So I've been working on a project to make a bot visually play One Finger Death Punch. I'm looking for ways to improve and optimize it and need advice. Here is the code for my screen grab, image processing, and enemy detection using houghcircles.

Screen Grab

import win32gui
import win32ui
import win32con
import win32api
import numpy as np
import pywintypes

winlist = []
def enum_cb(hwnd,results):
    winlist.append((hwnd, win32gui.GetWindowText(hwnd)))

def get_screen(windowName):
    toplist = []
    win32gui.EnumWindows(enum_cb, toplist)

    game = [(hwnd, title) for hwnd, title in winlist if windowName in title.lower()]
    game = game[0]
    if game[1] == 'One Finger Death Punch':
        hwnd = game[0]
    else:
        return

    try:
        if win32gui.GetForegroundWindow() is not hwnd:
            win32gui.SetForegroundWindow(hwnd)
        left, top, right, bot = win32gui.GetWindowRect(hwnd)
        w = right - left
        h = bot - top
        if w is not 800 and h is not 470:
            win32gui.MoveWindow(hwnd, 0, 0, 800, 470, True)
        wDC = win32gui.GetWindowDC(hwnd)
        dcObj = win32ui.CreateDCFromHandle(wDC)
        cDC = dcObj.CreateCompatibleDC()
        dataBitMap = win32ui.CreateBitmap()
        dataBitMap.CreateCompatibleBitmap(dcObj, w - 18, h - 48)
        cDC.SelectObject(dataBitMap)
        cDC.BitBlt((0, 0), (w - 18, h - 48), dcObj, (left + 9, top + 37), win32con.SRCCOPY)

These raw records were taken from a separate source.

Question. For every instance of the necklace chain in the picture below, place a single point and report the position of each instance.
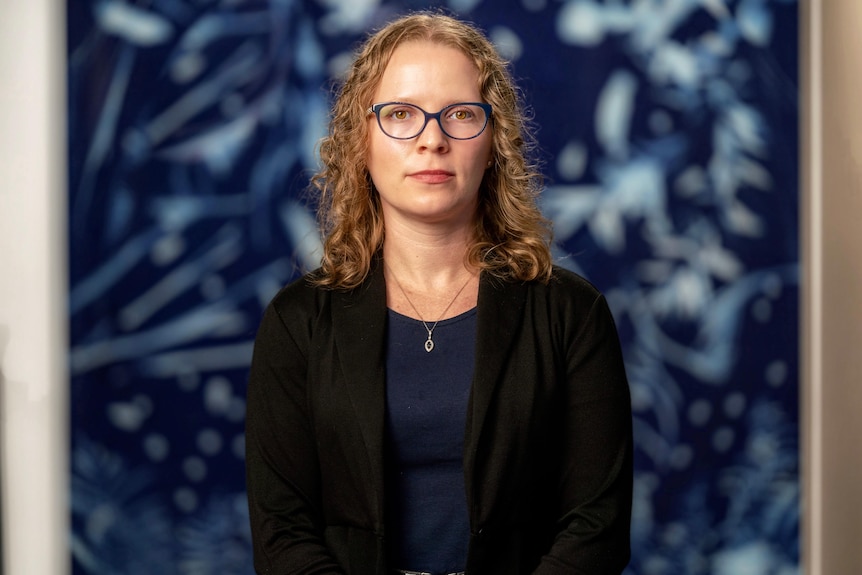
(429, 343)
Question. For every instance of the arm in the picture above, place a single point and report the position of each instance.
(281, 458)
(596, 471)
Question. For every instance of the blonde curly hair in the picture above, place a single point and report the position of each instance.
(511, 238)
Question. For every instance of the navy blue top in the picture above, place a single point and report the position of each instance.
(428, 526)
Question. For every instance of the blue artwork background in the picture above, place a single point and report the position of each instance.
(669, 131)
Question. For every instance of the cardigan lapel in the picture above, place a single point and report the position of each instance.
(359, 323)
(499, 317)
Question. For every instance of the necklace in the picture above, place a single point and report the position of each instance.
(429, 343)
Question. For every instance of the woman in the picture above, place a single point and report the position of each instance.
(438, 397)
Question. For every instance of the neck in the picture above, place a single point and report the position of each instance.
(432, 259)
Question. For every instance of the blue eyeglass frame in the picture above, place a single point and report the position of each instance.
(375, 109)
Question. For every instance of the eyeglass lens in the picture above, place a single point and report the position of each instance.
(404, 121)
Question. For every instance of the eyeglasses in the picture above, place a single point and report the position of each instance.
(462, 121)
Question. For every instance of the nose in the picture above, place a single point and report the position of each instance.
(432, 137)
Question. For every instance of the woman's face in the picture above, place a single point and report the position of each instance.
(432, 178)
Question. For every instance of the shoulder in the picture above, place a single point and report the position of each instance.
(566, 281)
(566, 288)
(298, 302)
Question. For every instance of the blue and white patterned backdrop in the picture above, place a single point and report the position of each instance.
(669, 131)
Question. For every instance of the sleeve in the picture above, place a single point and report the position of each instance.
(282, 476)
(596, 474)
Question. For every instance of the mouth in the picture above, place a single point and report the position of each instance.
(432, 176)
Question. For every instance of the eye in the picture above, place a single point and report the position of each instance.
(398, 113)
(461, 114)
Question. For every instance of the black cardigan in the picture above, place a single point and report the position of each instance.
(548, 446)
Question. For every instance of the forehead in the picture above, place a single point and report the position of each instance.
(419, 67)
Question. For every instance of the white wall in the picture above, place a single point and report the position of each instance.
(832, 302)
(33, 413)
(33, 430)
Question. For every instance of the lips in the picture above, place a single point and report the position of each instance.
(432, 176)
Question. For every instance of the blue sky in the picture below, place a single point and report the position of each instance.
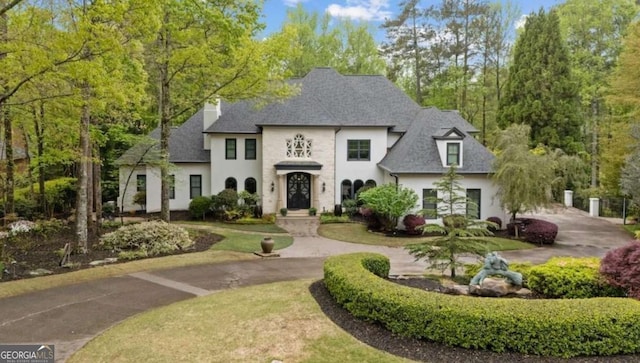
(373, 11)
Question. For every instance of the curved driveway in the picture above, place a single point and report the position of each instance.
(69, 316)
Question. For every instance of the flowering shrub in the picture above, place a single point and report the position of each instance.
(540, 232)
(411, 221)
(497, 221)
(148, 238)
(21, 227)
(621, 267)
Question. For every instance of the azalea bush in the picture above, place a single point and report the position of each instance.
(147, 239)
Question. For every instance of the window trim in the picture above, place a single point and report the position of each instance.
(478, 202)
(193, 187)
(456, 154)
(141, 183)
(430, 206)
(230, 153)
(172, 186)
(359, 143)
(247, 149)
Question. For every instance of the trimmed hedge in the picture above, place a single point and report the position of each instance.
(571, 278)
(564, 328)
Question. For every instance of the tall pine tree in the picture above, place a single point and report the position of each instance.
(540, 91)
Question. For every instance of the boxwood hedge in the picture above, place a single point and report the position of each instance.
(564, 328)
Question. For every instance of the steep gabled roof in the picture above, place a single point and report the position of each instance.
(417, 152)
(186, 144)
(325, 98)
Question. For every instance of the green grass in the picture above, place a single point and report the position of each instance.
(357, 233)
(258, 228)
(263, 323)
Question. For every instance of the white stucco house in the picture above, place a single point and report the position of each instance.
(318, 148)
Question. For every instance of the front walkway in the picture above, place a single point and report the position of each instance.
(70, 316)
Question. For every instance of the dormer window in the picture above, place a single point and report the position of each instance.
(453, 153)
(298, 147)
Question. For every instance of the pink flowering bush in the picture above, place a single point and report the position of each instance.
(621, 268)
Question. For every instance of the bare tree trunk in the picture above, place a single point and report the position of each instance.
(97, 190)
(81, 201)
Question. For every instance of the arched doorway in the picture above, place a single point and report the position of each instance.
(298, 191)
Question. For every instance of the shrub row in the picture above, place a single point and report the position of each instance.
(565, 328)
(534, 230)
(571, 278)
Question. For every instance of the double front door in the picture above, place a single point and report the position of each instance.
(298, 191)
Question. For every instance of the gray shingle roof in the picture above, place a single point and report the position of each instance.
(325, 98)
(186, 143)
(416, 151)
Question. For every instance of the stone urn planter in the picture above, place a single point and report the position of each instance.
(267, 244)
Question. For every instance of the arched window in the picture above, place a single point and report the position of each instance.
(347, 192)
(250, 185)
(357, 185)
(231, 183)
(299, 147)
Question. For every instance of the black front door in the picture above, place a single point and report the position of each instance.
(298, 191)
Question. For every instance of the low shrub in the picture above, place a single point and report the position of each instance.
(564, 328)
(498, 223)
(148, 238)
(329, 218)
(411, 221)
(621, 268)
(570, 278)
(540, 232)
(199, 207)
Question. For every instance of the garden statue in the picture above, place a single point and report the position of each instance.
(494, 264)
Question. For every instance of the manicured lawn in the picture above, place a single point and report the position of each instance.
(244, 242)
(258, 228)
(263, 323)
(357, 233)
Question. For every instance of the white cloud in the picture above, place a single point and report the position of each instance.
(520, 22)
(361, 10)
(292, 3)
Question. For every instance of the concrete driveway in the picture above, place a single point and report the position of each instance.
(70, 316)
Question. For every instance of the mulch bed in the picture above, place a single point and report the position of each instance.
(38, 252)
(419, 350)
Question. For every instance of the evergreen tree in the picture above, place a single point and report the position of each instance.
(460, 233)
(540, 91)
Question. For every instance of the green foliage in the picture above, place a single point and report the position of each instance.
(563, 328)
(147, 239)
(389, 201)
(570, 278)
(459, 233)
(350, 207)
(523, 178)
(199, 206)
(540, 91)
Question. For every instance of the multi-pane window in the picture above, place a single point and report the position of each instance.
(250, 185)
(231, 183)
(299, 147)
(141, 183)
(473, 203)
(430, 203)
(453, 153)
(172, 187)
(230, 149)
(195, 186)
(358, 149)
(250, 149)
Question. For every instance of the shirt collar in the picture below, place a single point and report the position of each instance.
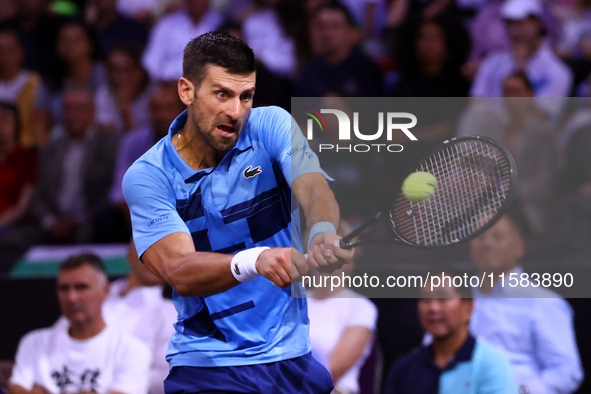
(462, 355)
(190, 175)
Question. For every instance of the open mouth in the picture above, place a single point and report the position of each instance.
(226, 131)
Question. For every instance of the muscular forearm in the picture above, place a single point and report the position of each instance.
(190, 273)
(318, 202)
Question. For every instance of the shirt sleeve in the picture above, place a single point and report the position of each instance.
(284, 140)
(362, 313)
(554, 339)
(495, 374)
(23, 372)
(133, 363)
(152, 205)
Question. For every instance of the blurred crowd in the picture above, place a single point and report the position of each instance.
(87, 86)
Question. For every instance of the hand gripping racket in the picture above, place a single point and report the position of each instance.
(475, 179)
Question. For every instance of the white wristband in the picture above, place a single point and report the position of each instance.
(243, 265)
(318, 228)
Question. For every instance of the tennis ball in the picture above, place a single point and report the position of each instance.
(419, 186)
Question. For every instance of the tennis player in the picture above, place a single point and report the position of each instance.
(212, 215)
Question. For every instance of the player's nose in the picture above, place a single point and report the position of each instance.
(232, 109)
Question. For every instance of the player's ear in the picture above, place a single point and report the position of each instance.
(186, 91)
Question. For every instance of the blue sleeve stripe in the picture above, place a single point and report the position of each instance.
(233, 310)
(268, 222)
(201, 325)
(245, 207)
(231, 249)
(191, 208)
(201, 241)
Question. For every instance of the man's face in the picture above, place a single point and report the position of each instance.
(221, 107)
(499, 248)
(78, 110)
(444, 313)
(81, 292)
(330, 32)
(525, 30)
(164, 108)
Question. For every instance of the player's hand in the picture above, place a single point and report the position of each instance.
(325, 255)
(282, 266)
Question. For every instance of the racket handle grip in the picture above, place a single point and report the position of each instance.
(341, 243)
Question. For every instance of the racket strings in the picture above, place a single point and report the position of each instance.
(473, 182)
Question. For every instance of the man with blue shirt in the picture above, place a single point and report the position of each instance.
(532, 325)
(455, 362)
(212, 215)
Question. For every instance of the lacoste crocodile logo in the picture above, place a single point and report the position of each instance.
(250, 172)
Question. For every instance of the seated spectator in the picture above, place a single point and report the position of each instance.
(112, 28)
(18, 167)
(527, 132)
(18, 86)
(135, 306)
(455, 361)
(84, 355)
(573, 216)
(163, 57)
(78, 67)
(431, 58)
(144, 11)
(575, 40)
(532, 325)
(113, 224)
(37, 30)
(265, 34)
(122, 104)
(342, 326)
(339, 66)
(75, 174)
(531, 53)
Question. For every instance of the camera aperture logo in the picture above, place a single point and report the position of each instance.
(388, 122)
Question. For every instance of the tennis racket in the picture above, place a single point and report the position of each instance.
(475, 180)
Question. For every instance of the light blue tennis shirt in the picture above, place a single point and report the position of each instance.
(243, 202)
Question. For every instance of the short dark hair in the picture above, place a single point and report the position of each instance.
(218, 48)
(79, 260)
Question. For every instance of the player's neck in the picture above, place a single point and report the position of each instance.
(131, 283)
(445, 349)
(194, 150)
(87, 330)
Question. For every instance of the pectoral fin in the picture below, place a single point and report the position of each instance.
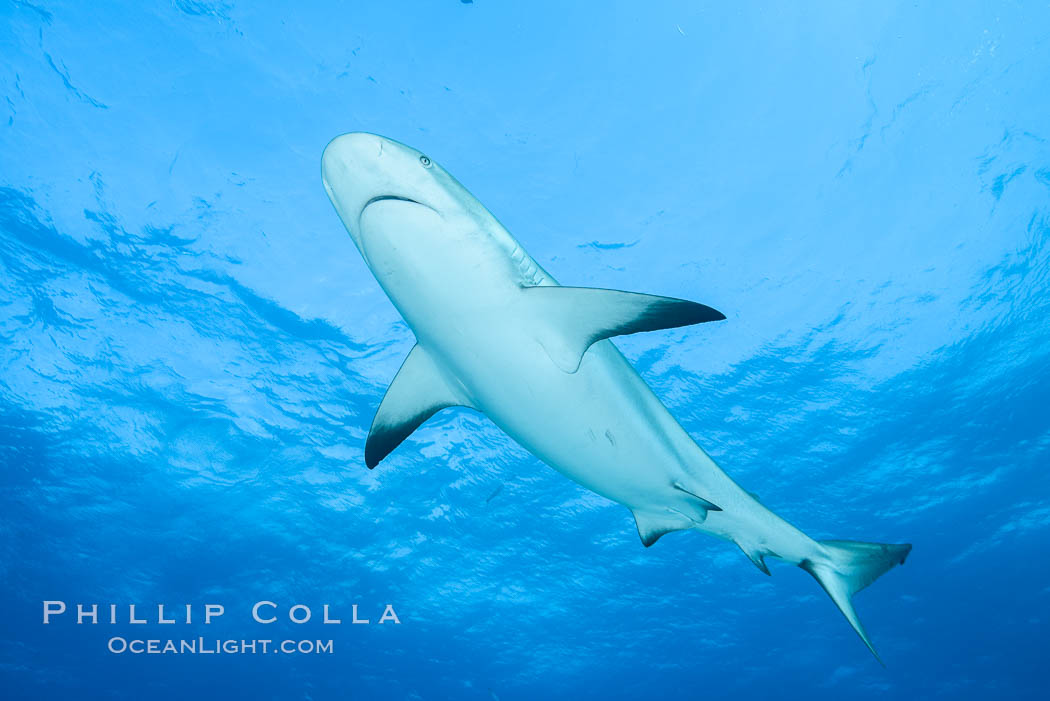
(417, 393)
(570, 319)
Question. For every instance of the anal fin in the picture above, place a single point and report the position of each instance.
(654, 524)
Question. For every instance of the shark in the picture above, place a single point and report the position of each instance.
(497, 334)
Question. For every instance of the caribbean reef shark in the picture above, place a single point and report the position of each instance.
(497, 334)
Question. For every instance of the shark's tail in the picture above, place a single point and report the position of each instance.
(848, 568)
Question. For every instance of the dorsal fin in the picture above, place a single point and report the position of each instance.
(570, 319)
(417, 393)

        signedIntsArray = dataBitMap.GetBitmapBits(True)
        img = np.fromstring(signedIntsArray, dtype='uint8')

        img.shape = (h - 48, w - 18, 4)

        dcObj.DeleteDC()
        cDC.DeleteDC()
        win32gui.ReleaseDC(hwnd, wDC)
        win32gui.DeleteObject(dataBitMap.GetHandle())

        return img, win32gui.GetWindowRect(hwnd)
    except pywintypes.error:
        return

Image Processing

import cv2
import numpy as np

def roi(img, vertices):
    #blank mask:
    mask = np.zeros_like(img)

    for vert in vertices:
        # fill the mask
        cv2.fillPoly(mask, vert, (255,255,255))
        # now only show the area that is the mask
        masked = cv2.bitwise_and(img, mask)
    return masked

def process_img(original_image, low_threshold, high_threshold,vertices):
    img_hsv = cv2.cvtColor(original_image, cv2.COLOR_BGR2HSV)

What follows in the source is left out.